SAN FRANCISCO -- Google executives on Tuesday took turns extolling the capabilities and potential of the company's cloud computing infrastructure, with an eye toward dethroning cloud computing leader Amazon.
"In the future, almost everything will be done in the cloud because it simply is a better way of doing computing," said Google CEO Sundar Pichai in opening remarks at the Google Cloud Platform Next 2016 conference.
Such sentiment is expected at a cloud evangelism event. But Google wrapped its hard sell in an alluring package, the promise of machine learning.
"This platform is not the end, it's the bottom," said Eric Schmidt, chairman of Google parent company Alphabet. "And there's something above it. Machine learning."
Google demonstrated the power of machine learning earlier this month in South Korea where its AlphaGo system beat celebrated Go player Lee Sedol in four out of five games. The victory gave weight to the company's insistence during recent earnings calls that machine learning represents a significant source of future innovation and revenue.
Google's recent decision to open source its TensorFlow machine learning framework now makes more sense. Google wants companies to run machine learning tasks on the Google Cloud Platform (GCP).
Toward that end, Google announced the alpha release of Cloud Machine Learning, a framework for building and training custom data models using distributed learning algorithms based on TensorFlow.
Google also announced new GCP regions, US Western region in Oregon and East Asia region in Tokyo, two of 10 coming online through 2017; new customers like Best Buy, Coca Cola, and Macy's; GCP integration efforts from enterprise ISVs; BigQuery and Cloud Networking enhancements; and GCP enterprise enhancements like Audit Logging, IAM Roles, and the pending general availability of customer supplied encryption keys.
Schmidt struck a conciliatory tone to court enterprise decision makers.
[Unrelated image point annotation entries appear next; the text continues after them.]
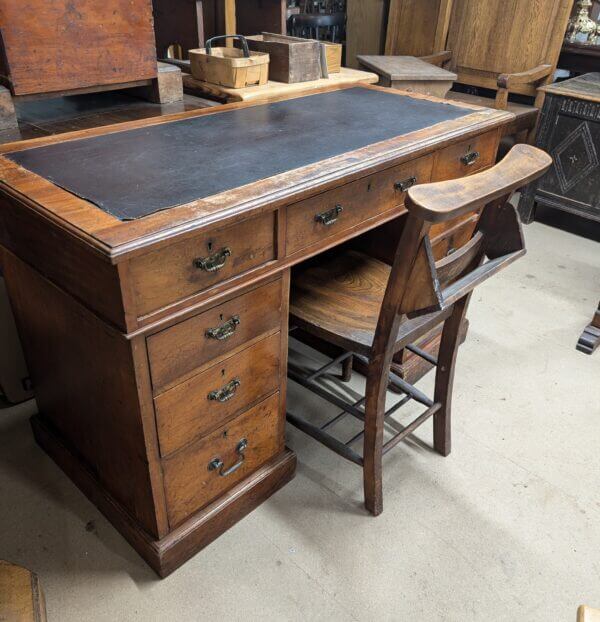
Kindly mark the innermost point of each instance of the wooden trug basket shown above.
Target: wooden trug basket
(229, 67)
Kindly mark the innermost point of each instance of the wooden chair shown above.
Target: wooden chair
(372, 310)
(506, 47)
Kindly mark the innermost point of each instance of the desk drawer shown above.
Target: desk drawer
(461, 160)
(176, 352)
(188, 267)
(467, 157)
(191, 479)
(207, 400)
(331, 212)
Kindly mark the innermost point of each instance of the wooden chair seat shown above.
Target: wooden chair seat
(526, 116)
(340, 301)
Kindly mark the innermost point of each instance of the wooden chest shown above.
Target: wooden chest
(60, 45)
(162, 349)
(570, 131)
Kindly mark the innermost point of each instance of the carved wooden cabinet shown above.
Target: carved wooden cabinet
(570, 131)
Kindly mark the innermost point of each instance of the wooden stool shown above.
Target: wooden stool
(372, 310)
(21, 596)
(410, 74)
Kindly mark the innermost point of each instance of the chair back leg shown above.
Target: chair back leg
(444, 378)
(377, 381)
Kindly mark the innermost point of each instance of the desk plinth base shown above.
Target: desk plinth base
(167, 554)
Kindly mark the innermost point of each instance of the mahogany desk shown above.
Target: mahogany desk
(148, 264)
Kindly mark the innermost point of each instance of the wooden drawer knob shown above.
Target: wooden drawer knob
(330, 216)
(404, 185)
(470, 158)
(225, 331)
(214, 262)
(218, 464)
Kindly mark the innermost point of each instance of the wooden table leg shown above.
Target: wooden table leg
(590, 338)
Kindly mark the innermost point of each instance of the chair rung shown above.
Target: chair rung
(409, 389)
(398, 405)
(334, 420)
(328, 366)
(354, 438)
(409, 429)
(325, 394)
(420, 352)
(324, 438)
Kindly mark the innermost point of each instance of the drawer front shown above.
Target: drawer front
(460, 160)
(466, 157)
(207, 400)
(326, 214)
(176, 352)
(196, 476)
(188, 267)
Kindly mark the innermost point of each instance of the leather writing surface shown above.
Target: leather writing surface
(135, 173)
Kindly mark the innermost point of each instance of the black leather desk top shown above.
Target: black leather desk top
(134, 173)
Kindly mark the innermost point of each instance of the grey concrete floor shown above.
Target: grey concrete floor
(506, 528)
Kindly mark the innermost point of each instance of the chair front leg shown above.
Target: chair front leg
(373, 441)
(444, 378)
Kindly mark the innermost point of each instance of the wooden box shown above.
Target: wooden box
(292, 59)
(229, 67)
(58, 46)
(333, 56)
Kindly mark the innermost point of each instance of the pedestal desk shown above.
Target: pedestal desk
(148, 264)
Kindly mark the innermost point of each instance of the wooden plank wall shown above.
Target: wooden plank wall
(366, 28)
(417, 27)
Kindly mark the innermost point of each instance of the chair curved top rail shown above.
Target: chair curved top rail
(438, 202)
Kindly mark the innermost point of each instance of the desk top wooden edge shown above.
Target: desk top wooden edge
(118, 240)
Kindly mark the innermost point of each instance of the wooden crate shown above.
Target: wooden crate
(228, 67)
(333, 55)
(292, 59)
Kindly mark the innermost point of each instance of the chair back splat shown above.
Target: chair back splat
(380, 317)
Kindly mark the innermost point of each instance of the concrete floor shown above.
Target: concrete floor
(506, 528)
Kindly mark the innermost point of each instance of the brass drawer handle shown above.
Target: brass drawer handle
(404, 185)
(330, 216)
(470, 158)
(213, 263)
(220, 333)
(224, 394)
(217, 463)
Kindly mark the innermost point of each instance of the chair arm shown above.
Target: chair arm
(445, 200)
(439, 58)
(508, 80)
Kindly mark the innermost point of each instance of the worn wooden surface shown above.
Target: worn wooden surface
(274, 90)
(365, 28)
(71, 47)
(410, 74)
(21, 596)
(134, 317)
(291, 59)
(569, 129)
(177, 352)
(367, 307)
(417, 27)
(185, 412)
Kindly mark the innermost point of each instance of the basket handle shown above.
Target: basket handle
(208, 44)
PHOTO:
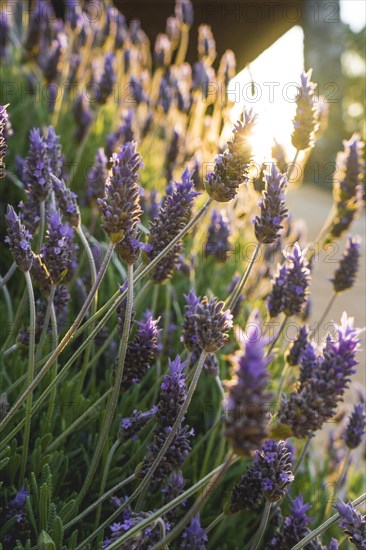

He acknowledged that Google expected too much of companies as it moved into the cloud market with App Engine in 2008. The company didn't provide the right stepping stones into the cloud, he said.
Google's cloud offerings have become far more extensive, capable, and inviting since then, and the company is more solicitous to business customers. "We decided to meet you where you are, as opposed to where we think you should be," said Schmidt.
Schmidt's message of accommodation recalls another ad campaign, the competition between car rental leader Hertz and challenger Avis in the 1960s: "When you're only No. 2, you try harder. Or else." (Google ranked fourth in Q4 2015, behind Amazon Web Services, Microsoft Azure, and IBM in terms of public IaaS marketshare.)
Amazon Web Services, the public cloud market leader, initially didn't come up by name, but Diane Greene, senior VP of Google's enterprise business, stressed Google Cloud Platform's customer-friendly pricing and claimed that GCP services are often 50% less than the competition.
"We're serious about this business," Greene declared, adding that Google parent company Alphabet invested $9.9 billion in capital expenditures in 2015.
Speaking to a group of South Korean journalists, Greg DeMichillie, director of product management for GCP, cited a price comparison tool validated by Nucleus Research that found GCP tended to be 15% to 80% less than AWS. "The reason our prices are lower is not just because we discount," he said. "It's because our technology is better and that allows us to be more efficient."
In a press briefing following the keynote presentation, Greene faced a question about how Google is countering Amazon Web Services as the path of least resistance. She said Google is working to get the word out about what it sees as GCP's advantages: security, commitment to open source, price/performance, and machine learning.
"Machine learning is pretty much revolutionizing every industry," Greene said earlier during the keynote.
Schmidt went further still, describing a new paradigm for technological innovation -- startups building machine learning systems, powered by crowdsourced data that gets put in the cloud for analysis.
Machine learning is coming, but first comes customer education.